I'd be lying if I said I haven't struggled with this point of view. How would I have felt if the Bush administration had killed Bin Laden? Would I be as supportive of the decision? Would I have pushed for due/judicial process? Regardless of who gave the order, I, like many Americans, probably would've reacted similarly. I would've greeted news of the death of Bin Laden with relief, just as I did when it was announced by a president I support. Relief is a realistic and human reaction, irrespective of who gave the order. But I also would've been critical of the Bush administration's inevitable use of scare-tactics, which they surely would've incorporated into the announcement. It's very likely they would've fabricated some new Toe Monster to frighten us into continued submission. I would've also been critical of the new powers they would've tried to attain given the post-announcement wave of support. It's worth noting that there would've been a significantly higher bounce in approval numbers for Bush than there was for President Obama. Whenever the Bush team enjoyed some sort of polling bounce, they exploited the political capital with an egregious, over-the-top agenda that included the USA PATRIOT Act, the invasion of Iraq, warrantless wiretaps and the attempted privatization of Social Security.

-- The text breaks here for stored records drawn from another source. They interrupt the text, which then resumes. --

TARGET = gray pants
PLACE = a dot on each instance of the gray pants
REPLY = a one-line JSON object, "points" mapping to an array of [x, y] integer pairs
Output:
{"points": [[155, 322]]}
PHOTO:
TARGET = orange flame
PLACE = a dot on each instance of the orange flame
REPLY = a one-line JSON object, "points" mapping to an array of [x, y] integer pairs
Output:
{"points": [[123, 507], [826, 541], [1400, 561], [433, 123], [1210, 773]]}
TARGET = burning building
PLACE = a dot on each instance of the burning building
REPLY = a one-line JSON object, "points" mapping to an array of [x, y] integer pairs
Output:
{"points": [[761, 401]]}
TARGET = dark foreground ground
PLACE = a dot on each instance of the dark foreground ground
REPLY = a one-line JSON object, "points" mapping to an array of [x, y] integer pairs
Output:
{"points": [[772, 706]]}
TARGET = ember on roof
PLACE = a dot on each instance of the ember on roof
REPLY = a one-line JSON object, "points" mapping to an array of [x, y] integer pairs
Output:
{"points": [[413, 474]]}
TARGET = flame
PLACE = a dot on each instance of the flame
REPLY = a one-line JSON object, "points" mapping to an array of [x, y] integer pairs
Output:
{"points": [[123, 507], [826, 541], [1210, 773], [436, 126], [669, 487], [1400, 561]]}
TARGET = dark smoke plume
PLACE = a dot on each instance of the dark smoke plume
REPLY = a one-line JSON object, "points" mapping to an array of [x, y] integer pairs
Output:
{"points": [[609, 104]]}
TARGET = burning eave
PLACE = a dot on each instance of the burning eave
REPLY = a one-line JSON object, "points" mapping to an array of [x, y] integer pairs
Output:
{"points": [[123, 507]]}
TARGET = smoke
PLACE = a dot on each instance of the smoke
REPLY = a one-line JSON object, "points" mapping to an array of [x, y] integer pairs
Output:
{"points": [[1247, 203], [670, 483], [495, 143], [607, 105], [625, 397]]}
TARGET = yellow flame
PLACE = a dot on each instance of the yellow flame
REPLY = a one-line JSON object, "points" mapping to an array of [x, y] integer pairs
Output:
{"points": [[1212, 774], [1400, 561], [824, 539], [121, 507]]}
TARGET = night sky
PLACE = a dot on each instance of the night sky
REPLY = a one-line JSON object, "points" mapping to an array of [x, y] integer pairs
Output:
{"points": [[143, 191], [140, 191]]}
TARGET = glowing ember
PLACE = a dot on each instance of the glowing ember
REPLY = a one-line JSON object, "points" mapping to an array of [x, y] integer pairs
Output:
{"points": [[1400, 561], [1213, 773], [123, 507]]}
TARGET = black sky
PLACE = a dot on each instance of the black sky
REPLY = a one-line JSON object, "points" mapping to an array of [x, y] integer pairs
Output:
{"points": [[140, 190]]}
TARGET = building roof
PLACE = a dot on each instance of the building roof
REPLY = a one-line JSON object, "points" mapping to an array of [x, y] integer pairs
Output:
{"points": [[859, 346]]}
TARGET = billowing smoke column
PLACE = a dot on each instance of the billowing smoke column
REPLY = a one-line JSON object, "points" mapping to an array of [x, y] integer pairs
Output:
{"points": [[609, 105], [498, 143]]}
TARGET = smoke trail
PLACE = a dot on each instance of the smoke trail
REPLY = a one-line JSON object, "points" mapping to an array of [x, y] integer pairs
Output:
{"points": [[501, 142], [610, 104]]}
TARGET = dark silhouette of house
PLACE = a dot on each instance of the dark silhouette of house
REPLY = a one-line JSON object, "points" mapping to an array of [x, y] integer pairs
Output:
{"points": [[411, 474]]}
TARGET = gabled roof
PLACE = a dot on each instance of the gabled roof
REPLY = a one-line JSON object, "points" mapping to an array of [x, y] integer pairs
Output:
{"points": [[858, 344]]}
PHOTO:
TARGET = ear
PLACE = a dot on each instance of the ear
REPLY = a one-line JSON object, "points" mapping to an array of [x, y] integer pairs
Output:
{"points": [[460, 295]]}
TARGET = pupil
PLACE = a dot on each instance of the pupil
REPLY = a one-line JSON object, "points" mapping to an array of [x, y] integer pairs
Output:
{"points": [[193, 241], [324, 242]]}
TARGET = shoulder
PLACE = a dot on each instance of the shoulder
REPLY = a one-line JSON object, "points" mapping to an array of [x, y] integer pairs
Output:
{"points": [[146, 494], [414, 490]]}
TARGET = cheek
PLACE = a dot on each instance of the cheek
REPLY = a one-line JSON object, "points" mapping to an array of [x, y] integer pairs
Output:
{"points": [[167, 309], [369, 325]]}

Ultimately, whatever case Scahill might make, there's simply no real precedent when it comes to someone like Osama Bin Laden. Has an American commander-in-chief ever confronted a scenario in which a rogue terrorist financier and mastermind orchestrated the killing of thousands of people in a trio of deadly, coordinated strikes on American soil, then repeatedly admitted to committing crimes on videotape? And has that commander-in-chief had to make a choice as to whether to kill the admitted terrorist or to arrest and detain him with a variety of potentially dicey legal avenues to pursue -- any one of them leading to the possible release of the terrorist while the commander-in-chief is still in power? Not that I'm aware of.
So it's very easy to take the pacifistic high road in a vacuum and without acknowledging the political realities involved. Scahill and like-minded critics of the president have the luxury of taking the high road, but without a nod to the political ramifications, it become merely idealistic (if not entirely contrarian) single pet-issue finger-wagging. Mitt Romney wants to not only amplify a reckless imperialistic posture on the world stage, but he also wants to roll back everything the president has accomplished on the domestic and economic front. Ordering the death of Bin Laden and sufficiently boasting its success goes a long way towards preventing Romney/Ryan from accomplishing their nefarious goals. I simply can't find fault in the Democratic approach -- morally or politically. I can't justify the forgoing of this political "football spike" when inaction and silence means a greater chance for the Republicans to re-establish deadly limits on health insurance for struggling Americans or reversing the economic recovery with larger slash-and-burn cuts in government spending. It must be quite a luxury to take such a narrow view of presidential decision-making. In this context and with these consequences, it's simply not possible or practical.